(This builds on the RFC to simplify content expressions)
I’ve had to explain several times that, though content expressions look like regular expressions, they aren’t – you can’t nest them, since they must be a flat sequence of node type sets with an optional repeat operator applied to them, with adjacent sets not overlapping.
The reason for these constraints is that it has to be cheap to match these, and to “make up” a piece of content that fills up the gap between existing fragments in a way that makes the content valid. Especially the latter is hard to do for arbitrary expressions.
But it recently occurred to me that if we make this a regular language and compile the expression down to a deterministic finite automaton (as explained here), matching can still be very fast, and filling-in becomes at least doable — it’d still be a branching search problem, rather than the linear one it currently is, but since I expect most content expressions to remain quite simple and linear, you’d only be paying for that if you use it, and having the automaton as a data structure makes the work that has to be done during this searching relatively cheap.

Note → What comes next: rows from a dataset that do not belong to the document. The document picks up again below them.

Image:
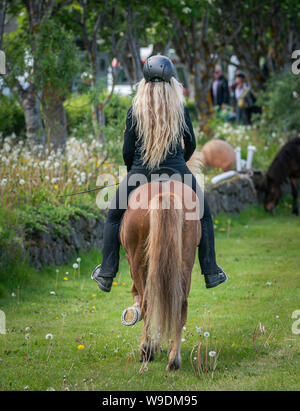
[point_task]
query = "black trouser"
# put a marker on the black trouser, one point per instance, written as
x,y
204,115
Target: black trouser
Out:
x,y
111,243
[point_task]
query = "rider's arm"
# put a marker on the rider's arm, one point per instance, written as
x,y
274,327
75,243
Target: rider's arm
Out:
x,y
129,141
188,137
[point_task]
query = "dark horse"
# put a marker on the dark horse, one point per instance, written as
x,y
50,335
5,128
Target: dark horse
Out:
x,y
285,166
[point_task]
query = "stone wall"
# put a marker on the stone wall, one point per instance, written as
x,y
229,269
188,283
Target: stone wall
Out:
x,y
231,195
50,248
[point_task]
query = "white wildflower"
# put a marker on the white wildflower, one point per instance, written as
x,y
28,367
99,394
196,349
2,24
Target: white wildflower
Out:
x,y
49,337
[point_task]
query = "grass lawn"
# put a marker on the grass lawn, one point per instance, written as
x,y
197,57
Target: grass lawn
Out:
x,y
261,255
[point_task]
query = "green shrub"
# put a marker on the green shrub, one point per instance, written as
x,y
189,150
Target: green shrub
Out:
x,y
11,116
281,106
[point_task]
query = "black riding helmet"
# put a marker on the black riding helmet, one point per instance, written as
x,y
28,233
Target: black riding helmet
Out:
x,y
158,68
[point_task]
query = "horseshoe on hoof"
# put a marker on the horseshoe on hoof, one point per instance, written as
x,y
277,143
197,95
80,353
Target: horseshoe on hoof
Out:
x,y
131,315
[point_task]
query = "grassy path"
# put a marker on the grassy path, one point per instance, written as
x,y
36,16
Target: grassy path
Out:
x,y
261,255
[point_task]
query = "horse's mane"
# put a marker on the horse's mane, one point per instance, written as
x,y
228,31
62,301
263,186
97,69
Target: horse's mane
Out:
x,y
278,170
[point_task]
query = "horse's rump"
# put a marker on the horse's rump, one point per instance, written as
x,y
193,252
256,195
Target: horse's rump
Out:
x,y
160,233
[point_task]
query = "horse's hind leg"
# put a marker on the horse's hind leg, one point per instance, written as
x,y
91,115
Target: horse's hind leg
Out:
x,y
294,186
175,355
147,346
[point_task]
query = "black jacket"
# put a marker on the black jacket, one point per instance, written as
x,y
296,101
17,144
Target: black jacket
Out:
x,y
132,146
222,92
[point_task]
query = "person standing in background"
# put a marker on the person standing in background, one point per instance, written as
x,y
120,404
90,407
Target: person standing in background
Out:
x,y
219,89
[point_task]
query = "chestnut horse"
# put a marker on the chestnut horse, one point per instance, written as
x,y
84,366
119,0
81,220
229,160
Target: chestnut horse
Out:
x,y
160,233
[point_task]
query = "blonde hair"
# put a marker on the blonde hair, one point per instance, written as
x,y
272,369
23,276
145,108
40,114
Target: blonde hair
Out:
x,y
158,115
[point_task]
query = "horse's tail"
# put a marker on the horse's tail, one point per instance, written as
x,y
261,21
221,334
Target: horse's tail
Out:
x,y
164,288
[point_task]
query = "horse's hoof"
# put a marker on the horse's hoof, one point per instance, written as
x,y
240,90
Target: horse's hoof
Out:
x,y
173,365
131,315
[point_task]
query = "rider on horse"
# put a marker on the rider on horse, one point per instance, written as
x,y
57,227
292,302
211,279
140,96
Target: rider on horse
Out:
x,y
155,125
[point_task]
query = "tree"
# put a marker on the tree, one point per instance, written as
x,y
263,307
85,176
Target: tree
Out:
x,y
263,35
46,55
3,10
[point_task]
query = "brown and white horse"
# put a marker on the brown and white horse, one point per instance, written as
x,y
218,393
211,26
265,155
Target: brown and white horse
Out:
x,y
160,233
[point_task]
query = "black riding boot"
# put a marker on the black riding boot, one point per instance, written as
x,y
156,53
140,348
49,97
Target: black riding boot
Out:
x,y
213,274
105,272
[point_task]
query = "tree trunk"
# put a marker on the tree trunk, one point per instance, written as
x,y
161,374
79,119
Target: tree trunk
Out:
x,y
55,120
31,106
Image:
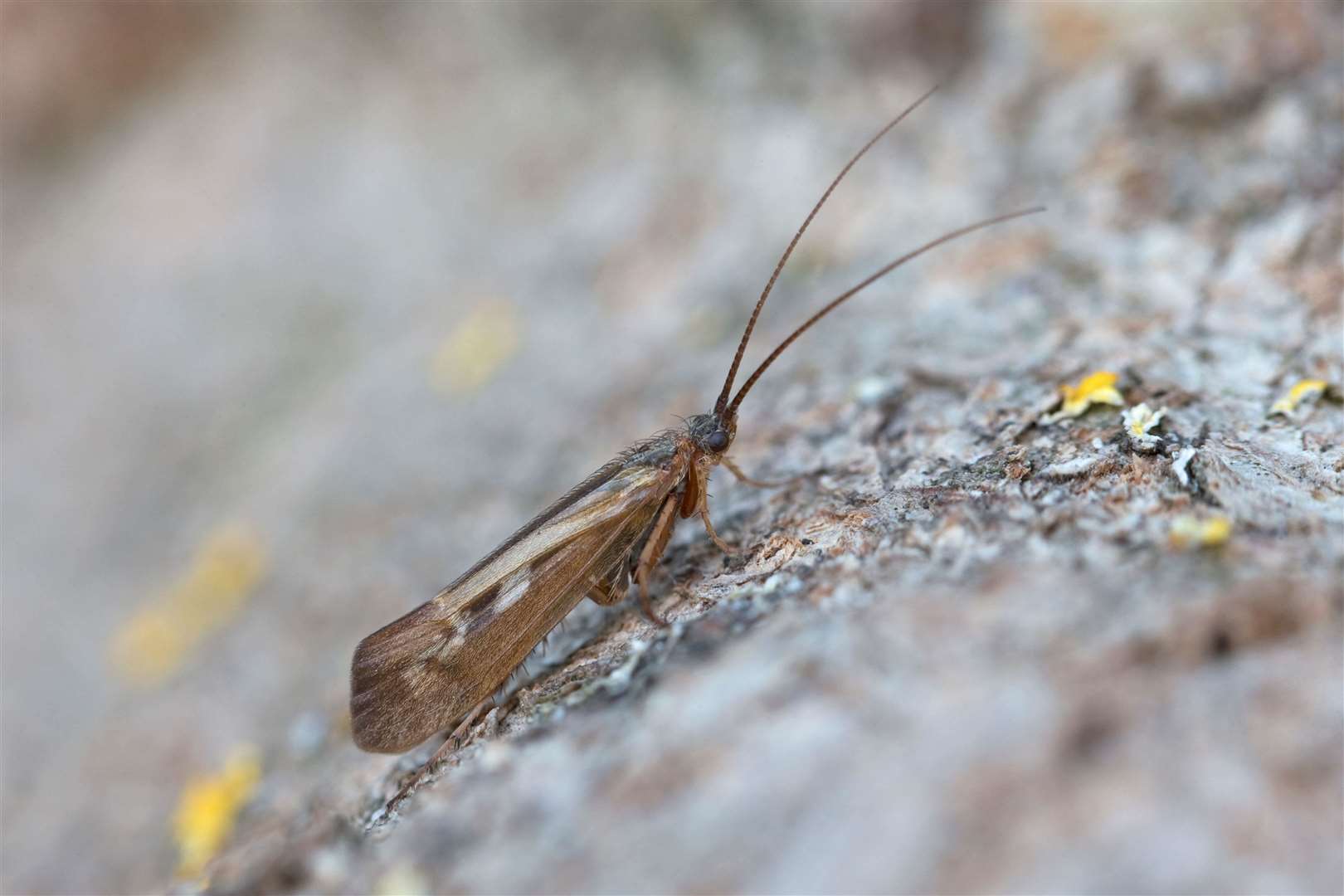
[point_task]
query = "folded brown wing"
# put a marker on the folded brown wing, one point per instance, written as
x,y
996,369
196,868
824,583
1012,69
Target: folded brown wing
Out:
x,y
425,670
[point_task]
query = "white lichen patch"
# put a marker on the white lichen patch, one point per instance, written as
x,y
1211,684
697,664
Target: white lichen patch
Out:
x,y
1140,422
1181,465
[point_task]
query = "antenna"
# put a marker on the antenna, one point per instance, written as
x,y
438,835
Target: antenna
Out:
x,y
746,334
841,297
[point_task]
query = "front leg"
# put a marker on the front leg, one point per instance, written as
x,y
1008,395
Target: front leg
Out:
x,y
760,484
652,553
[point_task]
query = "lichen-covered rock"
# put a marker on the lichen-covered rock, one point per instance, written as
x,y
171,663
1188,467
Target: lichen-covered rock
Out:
x,y
972,645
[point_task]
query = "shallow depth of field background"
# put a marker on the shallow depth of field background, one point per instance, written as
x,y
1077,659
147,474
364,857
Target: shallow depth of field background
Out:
x,y
307,305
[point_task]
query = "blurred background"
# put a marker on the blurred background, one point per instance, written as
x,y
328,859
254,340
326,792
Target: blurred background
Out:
x,y
305,306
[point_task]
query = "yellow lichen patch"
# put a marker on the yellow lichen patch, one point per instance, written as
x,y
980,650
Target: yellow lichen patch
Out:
x,y
207,809
1194,533
158,638
476,349
1303,391
1094,388
401,880
1140,421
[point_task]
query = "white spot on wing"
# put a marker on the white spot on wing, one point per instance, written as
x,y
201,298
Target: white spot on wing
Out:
x,y
514,590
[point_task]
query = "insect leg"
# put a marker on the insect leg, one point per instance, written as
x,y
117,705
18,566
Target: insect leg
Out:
x,y
453,742
652,553
709,527
613,585
760,484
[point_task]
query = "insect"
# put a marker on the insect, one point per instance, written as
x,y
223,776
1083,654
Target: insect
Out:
x,y
442,661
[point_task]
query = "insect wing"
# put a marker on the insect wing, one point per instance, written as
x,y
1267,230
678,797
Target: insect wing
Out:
x,y
422,672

So in the interest of predictability and power, I’m thinking it might be a good idea to extend what is allowed in a content expression. The downside would be that the library would have to include the complexity that this involves. I managed to write a DSA builder in about 100 lines, but that excludes the additional complexity in the parser (which would have to become recursive). On the other hand, it would probably make some of the other code in model/src/content.js
simpler, so the total cost wouldn’t be huge.
This change could be backwards-compatible, at least as far as schema definitions are concerned, since the new system would accept strictly more expressions than the old system did.
Does anyone have an opinion on whether this would be a good idea?